User:Bjclarke7/Part IX Debt Agreement
Part IX (Part Nine) of Australia's, Bankruptcy Act 1966 as amended prescribes a legislative scheme by which an insolvent debtor and his or her ordinary, unsecured creditors might reach a binding repayment agreement. Successful debt agreements are registered on Australia's National Personal Insolvency Index (NPII), a public record of personal insolvency administrations. In consequence, a bankruptcy notation is also recorded against the debtor's credit history files for a period of seven years.
Who can enter into a Part IX Debt Agreement?
[edit]The debt agreement system is only to be used where the debtor is insolvent, i.e. unable to pay their debts as and when they fall due. It would undermine confidence of the system of credit and the debt agreement system if the debtor were solvent. Credit Counsellors will usually determine who is a suitable applicant for a Part IX Debt Agreement via an analysis of an individual's personal financial situation.
A debt agreement can only be proposed by an insolvent debtor who has not been bankrupt, utilised a debt agreement or commenced a procedure for a Part X (Part Ten) arrangement under the Bankruptcy Act, in the past 10 years and meets strict income, asset and debt level limits; More importantly, the proposed debt agreement must demonstrate that it will repay more to creditors than could be expected from the debtor becoming bankrupt.
NB. An insolvent debtor is a person who cannot pay his or her debts as and when they fall due.
Debt agreements can be easily completed and managed by the debtor. Application forms and instructions are free from Insolvency and Trustee Service of Australia, (www.itsa.gov.au), the government regulator's office. A debtor may appoint a relative or friend to to manage the distribution of payments to creditors. A paid debt agreement administrator can also be appointed to attend to the distribution of payments to creditor's.
What are Part IX Debt Agreements?
[edit]An insolvent debtors' best offer to their creditors is determined based on an analysis of their expected income from all sources, household expenses and circumstances. The debtor must prepare an achievable and sustainable offer to their creditors.

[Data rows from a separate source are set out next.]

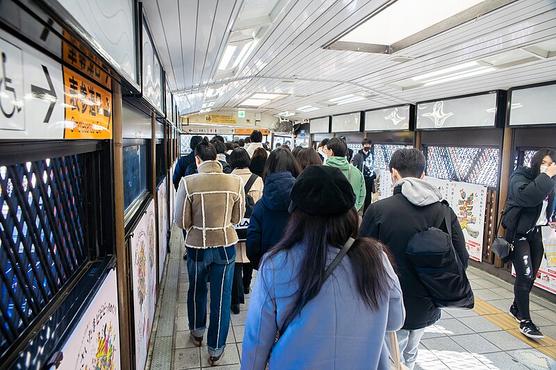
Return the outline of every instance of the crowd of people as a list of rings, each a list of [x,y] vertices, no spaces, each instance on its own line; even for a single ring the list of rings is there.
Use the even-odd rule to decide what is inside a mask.
[[[389,162],[393,195],[371,204],[370,140],[354,153],[343,137],[322,140],[316,150],[284,144],[272,151],[262,139],[259,131],[237,142],[195,136],[192,153],[178,162],[175,222],[186,248],[191,341],[202,345],[210,283],[213,366],[224,355],[231,314],[251,294],[242,369],[386,369],[393,351],[413,369],[425,328],[443,307],[408,257],[415,235],[433,226],[448,235],[468,285],[461,228],[439,190],[423,179],[425,156],[415,149],[395,151]],[[505,222],[520,237],[516,246],[528,249],[516,259],[541,254],[538,227],[553,219],[556,153],[539,158],[510,192],[509,204],[521,211]],[[527,222],[520,221],[526,215]],[[510,310],[530,337],[541,335],[528,312],[537,260],[516,268]],[[259,273],[252,292],[253,269]],[[397,346],[391,346],[390,332]]]

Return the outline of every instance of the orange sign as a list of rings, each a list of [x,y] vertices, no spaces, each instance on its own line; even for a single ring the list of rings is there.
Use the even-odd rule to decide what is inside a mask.
[[[111,139],[112,94],[64,67],[65,139]]]
[[[266,128],[261,128],[260,130],[254,128],[236,128],[236,135],[251,135],[251,133],[253,131],[261,131],[263,133],[263,136],[270,133],[270,131]]]

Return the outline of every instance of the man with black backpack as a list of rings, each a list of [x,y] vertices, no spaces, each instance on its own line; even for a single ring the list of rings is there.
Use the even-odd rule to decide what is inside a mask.
[[[473,306],[465,276],[469,255],[461,227],[454,211],[441,202],[438,189],[423,180],[425,166],[425,156],[417,149],[400,149],[392,155],[389,167],[395,184],[393,196],[370,205],[360,233],[384,243],[398,265],[406,312],[398,338],[402,362],[409,369],[415,365],[425,328],[440,319],[439,307]],[[420,252],[429,258],[419,260]],[[441,265],[427,269],[431,260]],[[450,301],[451,296],[439,296],[435,278],[443,274],[457,283],[457,292],[451,292],[452,281],[443,288],[461,298],[457,302]]]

ITSA ensures proposals comply with the wide range of requirements such as eligibility; clarifying aspects of proposals to ensure creditors are well informed to make a decision on their vote; and conducting the voting process with creditors. ITSA maintains the National Personal Insolvency Index (NPII) to ensure it reflects the status of the agreement.
The debt agreement proposal is sent to creditors to vote upon. It may be accepted or rejected by creditors. A proposal is accepted if a majority of creditors in value vote in favour of the debtor’s proposal.
Some examples of the kinds of proposals offered are:
Periodic payments of amounts out of the debtor's income to creditors, equal to or less than the full amount of all of the debtors provable debts Lump sum payment of less than the full amount of all of the debtor's provable debts A moratorium on payment of debts Payment from the proceeds of sale of property owned by the debtor
All creditors with provable debts at the time the debtor’s details are entered onto the NPII are bound by the agreement, even those who voted against the proposal. Creditor’s debts are fixed at the date the proposal was entered on the NPII; interest does not accrue; and creditors cannot take or continue action against the debtor to collect their debts.
The debtor is liable for further debt incurred after ITSA accepts the proposal to send to creditors for voting.